Without even a minimum opportunity for a public hearing, it would be a clear mistake to start negotiating with federal officials. Probably the most offensive part of the Medicaid modernization process has been its secrecy. Before the plan proceeds, the public must have an opportunity to read, digest and respond to it.

Medicaid is an extraordinarily complex program. At least one federal judge has described it as Byzantine. Different provisions of a complicated plan could easily provoke a multitude of responses. This is all the more reason to create a local public process.

Problems

Consider just a few major concerns.

Stephen's plan puts the long-range interests of our state at risk by capping federal payments. Currently, the federal government shares all Medicaid costs. Stephen proposes a waiver and says it is not a block grant. He's playing a linguistic game. All such waivers impose a cap on federal payments, and a cap shifts the risk of higher costs from the federal government to the state general fund.
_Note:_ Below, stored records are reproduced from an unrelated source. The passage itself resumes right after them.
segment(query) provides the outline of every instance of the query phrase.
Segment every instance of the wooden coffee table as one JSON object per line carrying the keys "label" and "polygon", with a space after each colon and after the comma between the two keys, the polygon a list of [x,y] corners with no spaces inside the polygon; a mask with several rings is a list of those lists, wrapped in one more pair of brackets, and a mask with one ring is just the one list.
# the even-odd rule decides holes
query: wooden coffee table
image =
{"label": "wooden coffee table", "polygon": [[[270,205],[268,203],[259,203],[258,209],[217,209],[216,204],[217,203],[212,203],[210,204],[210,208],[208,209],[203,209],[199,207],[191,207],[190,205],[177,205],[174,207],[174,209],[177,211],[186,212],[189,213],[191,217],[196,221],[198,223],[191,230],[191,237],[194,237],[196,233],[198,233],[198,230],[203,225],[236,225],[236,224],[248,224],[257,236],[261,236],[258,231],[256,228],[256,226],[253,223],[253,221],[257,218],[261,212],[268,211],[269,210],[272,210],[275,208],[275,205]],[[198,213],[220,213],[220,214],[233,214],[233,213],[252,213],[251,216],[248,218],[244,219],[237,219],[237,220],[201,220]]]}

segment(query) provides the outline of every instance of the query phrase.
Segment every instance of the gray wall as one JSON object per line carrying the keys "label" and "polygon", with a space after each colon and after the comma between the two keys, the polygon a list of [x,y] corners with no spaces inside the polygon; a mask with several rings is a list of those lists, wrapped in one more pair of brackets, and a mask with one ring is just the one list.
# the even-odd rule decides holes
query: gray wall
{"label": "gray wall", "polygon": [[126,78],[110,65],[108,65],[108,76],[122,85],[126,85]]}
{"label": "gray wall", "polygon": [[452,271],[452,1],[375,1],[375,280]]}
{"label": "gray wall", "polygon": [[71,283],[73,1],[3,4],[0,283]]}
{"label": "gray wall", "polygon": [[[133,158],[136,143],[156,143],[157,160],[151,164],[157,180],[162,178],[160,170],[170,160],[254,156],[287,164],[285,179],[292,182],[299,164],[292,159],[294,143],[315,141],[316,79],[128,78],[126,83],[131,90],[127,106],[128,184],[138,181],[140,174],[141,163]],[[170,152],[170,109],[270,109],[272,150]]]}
In a paper prepared for the Endowment for Health, Professor Cindy Mann of Georgetown University describes this concern in depth. By agreeing to a federal cap, costs would likely be shifted to state, county and local taxpayers. Contrary to Stephen's argument, after a state agrees to a federal cap, it has little leverage in renegotiating the terms of the waiver.

Stephen also proposes to scrap the highly successful Healthy Kids program in favor of untested health savings accounts. He says he will reduce nursing home beds 30 percent when demographics show a large increase in elderly age 85 or older. He implies he will make adult children responsible for the cost of their parents' nursing home care.

The larger picture is not reassuring for Medicaid recipients. Hidden behind buzzwords like competition, personal responsibility and consumer empowerment is the reality that Stephen's effort has been driven by cost-cutting.
He has consistently promoted the misleading impression that Medicaid must be reformed due to the loss of $100 million in federal payments over the upcoming biennium. What he has failed to explain is that the $100 million that will be lost would not have been used to pay for Medicaid services.

Whatever good ideas exist in Granite Care, they have been packaged in the context of a waiver which would be bad for the state. We do need discussion about Medicaid reform, but Stephen's plan should come to New Hampshire before it goes to Washington.

If the plan is as good as he says, he should have nothing to fear from letting people here engage it.

Jonathan Baird lives in Wilmot and works for New Hampshire Legal Assistance.